Auf diese Weise kann auch ein Beitrag gegen Entwurzelung und für Heimatverbundenheit geleistet werden, da die Einhegungen eine der Hauptursachen dafür sind, dass Menschen im globalen Süden ihre Heimat verlassen müssen, um Beschäftigungsmöglichkeiten in fernen Städten oder sogar fremden Ländern zu suchen, da sie mit den Commons zugleich ihre Existenzgrundlage verloren haben.

Eine Kultur der Commons kann auch gefördert werden, indem globale Commons wie die Weltmeere oder auch für die globale Atmosphäre essentielle Räume wie die lateinamerikanischen Regenwälder unter internationale Treuhänderschaft gestellt werden. (vgl. Fratelli tutti 124)

Commons-freundliche Politik

Diese kann eine entsprechende nachhaltige Bewirtschaftung – etwa auch durch Verpachtung – sicherstellen und überwachen und die Erträge entweder – unter Berücksichtigung des besonderen Bedarfs der Entwicklungsländer bzw. der intragenerationellen Klimagerechtigkeit – an alle Mitgliedsstaaten der UN auszahlen oder in den Erhalt der Biosphäre investieren.

Im Fall globaler Commons, die wie die lateinamerikanischen Regenwälder auf dem Territorium einzelner Staaten liegen, können Kompensationszahlungen der Weltgemeinschaft für die nicht erfolgende Ausbeutung an diese, wirtschaftlich oft schwächeren, Staaten angemessen sein, wie dies bereits von unter anderem Ecuador vorgeschlagen wurde.
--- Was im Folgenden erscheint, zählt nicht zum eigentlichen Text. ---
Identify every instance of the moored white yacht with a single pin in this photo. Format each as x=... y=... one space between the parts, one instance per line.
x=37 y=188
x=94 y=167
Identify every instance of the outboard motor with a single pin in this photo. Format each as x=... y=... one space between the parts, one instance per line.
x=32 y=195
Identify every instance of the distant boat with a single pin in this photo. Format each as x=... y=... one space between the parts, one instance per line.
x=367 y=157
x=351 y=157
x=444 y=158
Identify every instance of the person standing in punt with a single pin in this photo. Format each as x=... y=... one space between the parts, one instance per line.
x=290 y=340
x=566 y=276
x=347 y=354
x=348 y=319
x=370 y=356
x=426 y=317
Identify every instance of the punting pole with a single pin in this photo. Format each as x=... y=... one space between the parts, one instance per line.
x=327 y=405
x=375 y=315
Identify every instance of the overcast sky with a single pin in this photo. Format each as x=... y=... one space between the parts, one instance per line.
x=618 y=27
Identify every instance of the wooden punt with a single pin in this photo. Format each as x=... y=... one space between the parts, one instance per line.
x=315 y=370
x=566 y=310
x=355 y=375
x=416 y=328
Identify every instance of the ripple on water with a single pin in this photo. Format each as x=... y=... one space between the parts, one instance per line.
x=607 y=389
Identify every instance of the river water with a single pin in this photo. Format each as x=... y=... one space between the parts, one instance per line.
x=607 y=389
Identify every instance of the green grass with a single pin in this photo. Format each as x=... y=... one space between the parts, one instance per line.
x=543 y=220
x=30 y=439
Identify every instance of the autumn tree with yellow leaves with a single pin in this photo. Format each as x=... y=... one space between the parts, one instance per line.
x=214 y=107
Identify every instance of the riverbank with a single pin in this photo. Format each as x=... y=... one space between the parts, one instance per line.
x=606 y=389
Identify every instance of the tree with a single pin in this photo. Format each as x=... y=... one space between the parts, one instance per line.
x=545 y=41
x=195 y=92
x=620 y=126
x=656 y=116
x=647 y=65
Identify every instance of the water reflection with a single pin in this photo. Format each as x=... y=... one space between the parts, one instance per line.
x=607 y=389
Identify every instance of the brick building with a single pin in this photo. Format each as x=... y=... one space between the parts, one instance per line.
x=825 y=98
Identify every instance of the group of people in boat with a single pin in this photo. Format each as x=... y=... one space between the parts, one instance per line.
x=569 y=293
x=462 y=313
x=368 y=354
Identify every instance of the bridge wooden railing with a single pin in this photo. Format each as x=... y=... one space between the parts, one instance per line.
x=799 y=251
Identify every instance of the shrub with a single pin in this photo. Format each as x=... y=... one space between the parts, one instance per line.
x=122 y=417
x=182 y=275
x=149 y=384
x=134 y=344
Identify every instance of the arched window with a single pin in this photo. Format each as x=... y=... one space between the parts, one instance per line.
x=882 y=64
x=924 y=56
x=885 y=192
Eine besonders wichtige Aufgabe bei der Förderung von Commons fällt den Kommunen zu. Da die meisten Commons selbst lokal verankert sind, finden sie hier ihr entsprechendes politisches Gegenüber. Auf kommunaler Ebene ist der Austausch zwischen Commonern und Politik sehr viel direkter und persönlicher möglich als auf übergeordneten Ebenen. Entsprechend gibt es hier sehr viel mehr Möglichkeiten für Commoner, sich unmittelbar in den politischen Prozess einzubringen und ihre Anliegen zu vertreten. Umgekehrt können Kommunen auf dem Verwaltungswege Hürden für Commoner aus dem Weg Räumen und aktiv Hilfestellung leisten entsprechend der spezifischen Herausforderungen und Bedürfnisse vor Ort.

So kann auch eine Stärkung kommunaler Selbstverwaltung und Finanzautonomie – sowie generell des Subsidiaritätsprinzips – dazu beitragen, einen besseren Rahmen für die Förderung von Commons und Commoning zu schaffen.

Vor allem aber kommt es darauf an, Politik selbst neu zu begreifen, als etwas, das nicht die (semi-)professionelle Tätigkeit anderer ist, sondern als etwas, das wir alle aktiv und unmittelbar gestalten – z. B. wenn wir uns zusammenschließen, um Commons zu schaffen.